# Flugblatt erstellen



## obmib (24. November 2003)

Hallo,

ich weiß nicht ob ich hier im richtigen Forum bin, wusste aber nicht wo ich den Beitrag sonst posten sollte.

Mein Problem ist: Wir sollen für den Deutschunterricht ein Flugblatt erstellen und dann für "unseren" wichtigsten Deutschen einen Werbezettel bzw ein Flugblatt machen. Da sollen also die wichtigsten Sachen usw stehen. Okay, den Inhalt hab ich ja schon, allerdings will ich mich bemühen damit das ganze so professionell wie möglich aussieht.

Vielleicht weiß ja jemand was das richtige Programm dafür ist. Was noch toll wäre, wäre ein Tutorial zu dem Programm damit ich mich etwas einarbeiten kann. 

Freu mich über Hilfe.

Schönen Gruß,
obmib


----------



## Der Hans (25. November 2003)

*Flugblatt*

Hallo,
also es gibt soviel Programme, die gut sind.
Ich glaube nicht, dass Du hier eine brauchbare Antwort bekommen kannst.
Jeder hat so seine Liebingsprogramme.

Man muss halt das Programm nehmen, dass man gut bedienen kann.
Vor allem hast Du  ja nicht so viel Zeit, um Dich in ein Pogramm gut einzuarbeiten.

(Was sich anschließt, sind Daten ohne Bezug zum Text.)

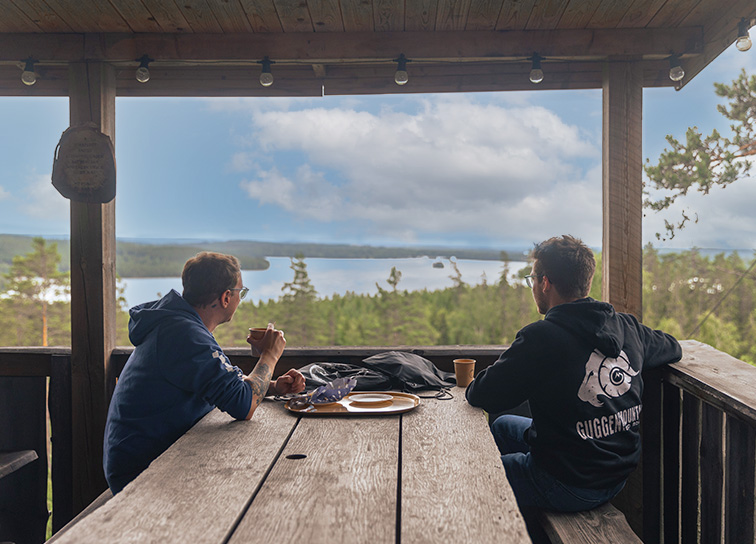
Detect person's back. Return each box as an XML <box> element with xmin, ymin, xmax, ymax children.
<box><xmin>103</xmin><ymin>291</ymin><xmax>251</xmax><ymax>492</ymax></box>
<box><xmin>467</xmin><ymin>298</ymin><xmax>680</xmax><ymax>488</ymax></box>
<box><xmin>466</xmin><ymin>236</ymin><xmax>682</xmax><ymax>517</ymax></box>
<box><xmin>103</xmin><ymin>252</ymin><xmax>304</xmax><ymax>494</ymax></box>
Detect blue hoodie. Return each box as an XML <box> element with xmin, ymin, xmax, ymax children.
<box><xmin>103</xmin><ymin>290</ymin><xmax>252</xmax><ymax>493</ymax></box>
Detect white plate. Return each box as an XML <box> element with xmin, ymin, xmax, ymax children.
<box><xmin>349</xmin><ymin>393</ymin><xmax>394</xmax><ymax>404</ymax></box>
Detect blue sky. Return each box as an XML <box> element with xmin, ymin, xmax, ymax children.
<box><xmin>0</xmin><ymin>42</ymin><xmax>756</xmax><ymax>248</ymax></box>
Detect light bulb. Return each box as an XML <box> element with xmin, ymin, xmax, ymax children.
<box><xmin>735</xmin><ymin>18</ymin><xmax>752</xmax><ymax>51</ymax></box>
<box><xmin>260</xmin><ymin>72</ymin><xmax>273</xmax><ymax>87</ymax></box>
<box><xmin>528</xmin><ymin>53</ymin><xmax>543</xmax><ymax>83</ymax></box>
<box><xmin>21</xmin><ymin>57</ymin><xmax>37</xmax><ymax>85</ymax></box>
<box><xmin>735</xmin><ymin>33</ymin><xmax>753</xmax><ymax>51</ymax></box>
<box><xmin>394</xmin><ymin>53</ymin><xmax>409</xmax><ymax>85</ymax></box>
<box><xmin>669</xmin><ymin>53</ymin><xmax>685</xmax><ymax>81</ymax></box>
<box><xmin>669</xmin><ymin>64</ymin><xmax>685</xmax><ymax>81</ymax></box>
<box><xmin>136</xmin><ymin>55</ymin><xmax>154</xmax><ymax>83</ymax></box>
<box><xmin>21</xmin><ymin>70</ymin><xmax>37</xmax><ymax>85</ymax></box>
<box><xmin>136</xmin><ymin>66</ymin><xmax>150</xmax><ymax>83</ymax></box>
<box><xmin>257</xmin><ymin>57</ymin><xmax>273</xmax><ymax>87</ymax></box>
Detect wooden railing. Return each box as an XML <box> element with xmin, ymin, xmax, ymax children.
<box><xmin>0</xmin><ymin>341</ymin><xmax>756</xmax><ymax>544</ymax></box>
<box><xmin>643</xmin><ymin>340</ymin><xmax>756</xmax><ymax>544</ymax></box>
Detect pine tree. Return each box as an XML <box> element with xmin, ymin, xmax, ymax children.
<box><xmin>5</xmin><ymin>237</ymin><xmax>69</xmax><ymax>346</ymax></box>
<box><xmin>643</xmin><ymin>70</ymin><xmax>756</xmax><ymax>240</ymax></box>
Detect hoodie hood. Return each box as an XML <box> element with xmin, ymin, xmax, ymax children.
<box><xmin>545</xmin><ymin>297</ymin><xmax>625</xmax><ymax>357</ymax></box>
<box><xmin>129</xmin><ymin>289</ymin><xmax>204</xmax><ymax>346</ymax></box>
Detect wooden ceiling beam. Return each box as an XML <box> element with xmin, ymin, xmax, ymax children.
<box><xmin>0</xmin><ymin>27</ymin><xmax>703</xmax><ymax>64</ymax></box>
<box><xmin>0</xmin><ymin>60</ymin><xmax>674</xmax><ymax>97</ymax></box>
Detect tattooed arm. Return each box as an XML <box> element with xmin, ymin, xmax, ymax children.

Ich selbst nehme für Flublätter immer den MS-Publisher. Es ist relativ leicht zu bedienen. Und die Ergebnisse sind ganz ok. Es ist aber eine Zeit her, dass ich das zum letzten mal gemacht habe.

Gruß
Hans


----------



## SixDark (25. November 2003)

Hi!

Ich nehme zur Gestaltung von Visitenkarten, Werbeflyern und ähnlichen Sachen COREL Draw. Auch sehr einfach zu bedienen... denke ich mal.

MfG
..::Six Dark::..


----------



## obmib (26. November 2003)

Hallo,

danke für die Antworten 
Habt ihr vielleicht Anleitungen dafür?

Gruß,
obmib


----------



## Thomas Lindner (26. November 2003)

Da es ja für ein Schulzweck ist und somit keinen kommerziellen Touch hat, würde ich Dir empfehlen einmal einen Blick auf:

RagTime Privat (Edition)

zu werfen!


----------